Watson made it clear that Maryland needed the tax revenue that iGaming could potentially generate. He said it was a comparable situation to 2007 when Maryland was also facing a $1.7bn structural deficit and moved to authorize land-based casinos initially limited to slot machines.

Shawn Fluharty, NCLGS president and a state Democratic Representative in West Virginia, acknowledged there was a perception gap between the industry and the general public with regard to iGaming, and he asked Watson what does that gap look like in Maryland.

Watson said to get the community on board with legalizing online gaming, the public also will want to know what is in it for them, whose lives are going to change, and how many jobs will it generate.
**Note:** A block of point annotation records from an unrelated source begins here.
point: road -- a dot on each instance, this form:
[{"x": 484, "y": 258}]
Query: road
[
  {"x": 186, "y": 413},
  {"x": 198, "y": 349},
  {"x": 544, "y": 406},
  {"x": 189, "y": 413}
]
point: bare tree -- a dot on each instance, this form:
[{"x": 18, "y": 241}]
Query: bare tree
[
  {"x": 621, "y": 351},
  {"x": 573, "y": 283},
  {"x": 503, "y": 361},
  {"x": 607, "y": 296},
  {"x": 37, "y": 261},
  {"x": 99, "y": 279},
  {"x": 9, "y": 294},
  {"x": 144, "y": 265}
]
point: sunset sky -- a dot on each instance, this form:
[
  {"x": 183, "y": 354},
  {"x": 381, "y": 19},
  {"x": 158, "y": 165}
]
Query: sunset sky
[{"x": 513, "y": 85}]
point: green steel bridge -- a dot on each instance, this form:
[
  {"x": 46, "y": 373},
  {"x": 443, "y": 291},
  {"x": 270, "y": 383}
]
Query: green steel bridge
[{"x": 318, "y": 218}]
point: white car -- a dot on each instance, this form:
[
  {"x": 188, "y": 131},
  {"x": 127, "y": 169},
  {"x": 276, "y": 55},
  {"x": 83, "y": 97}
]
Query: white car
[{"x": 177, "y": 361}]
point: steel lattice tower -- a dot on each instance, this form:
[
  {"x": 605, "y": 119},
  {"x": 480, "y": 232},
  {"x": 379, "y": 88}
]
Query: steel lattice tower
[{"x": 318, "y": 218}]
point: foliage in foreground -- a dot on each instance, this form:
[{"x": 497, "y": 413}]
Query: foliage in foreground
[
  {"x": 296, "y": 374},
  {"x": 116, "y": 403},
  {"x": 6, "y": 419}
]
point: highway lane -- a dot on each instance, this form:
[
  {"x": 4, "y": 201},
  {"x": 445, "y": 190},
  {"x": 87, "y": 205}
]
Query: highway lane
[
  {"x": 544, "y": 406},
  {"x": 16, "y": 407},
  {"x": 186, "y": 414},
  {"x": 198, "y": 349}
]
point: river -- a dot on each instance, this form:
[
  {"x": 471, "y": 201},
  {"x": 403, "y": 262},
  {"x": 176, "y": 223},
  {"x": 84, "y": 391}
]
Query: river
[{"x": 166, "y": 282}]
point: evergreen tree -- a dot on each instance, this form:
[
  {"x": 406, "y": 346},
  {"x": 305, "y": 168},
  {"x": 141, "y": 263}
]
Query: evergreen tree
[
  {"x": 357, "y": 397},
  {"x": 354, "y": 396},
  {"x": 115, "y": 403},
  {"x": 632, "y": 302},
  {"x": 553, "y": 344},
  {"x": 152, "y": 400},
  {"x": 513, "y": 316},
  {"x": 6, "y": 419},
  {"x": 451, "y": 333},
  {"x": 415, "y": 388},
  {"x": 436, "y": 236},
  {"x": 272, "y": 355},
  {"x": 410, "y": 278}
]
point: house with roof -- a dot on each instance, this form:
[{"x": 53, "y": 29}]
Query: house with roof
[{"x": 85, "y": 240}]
“We can insult peoples’ intelligence,” he said. “We have to be honest and give them a real reason from a community benefit, why we are doing this. Education of the legislature. Don’t try to convince an 80-year-old legislator who doesn’t have Facebook, Twitter or Instagram about iGaming.”

Fluharty said every state is nuanced but there are “many different avenues to get a bill passed and there are obstacles along that avenue.”

“We’ve seen it in Maryland and many other states,” Fluharty said. Efforts to pass iGaming legislation this year also came up short in Illinois and New York.

Watson agreed that all states are different, but warned lawmakers to consider everything before they introduce legislation because “the thing that you miss will bite you”.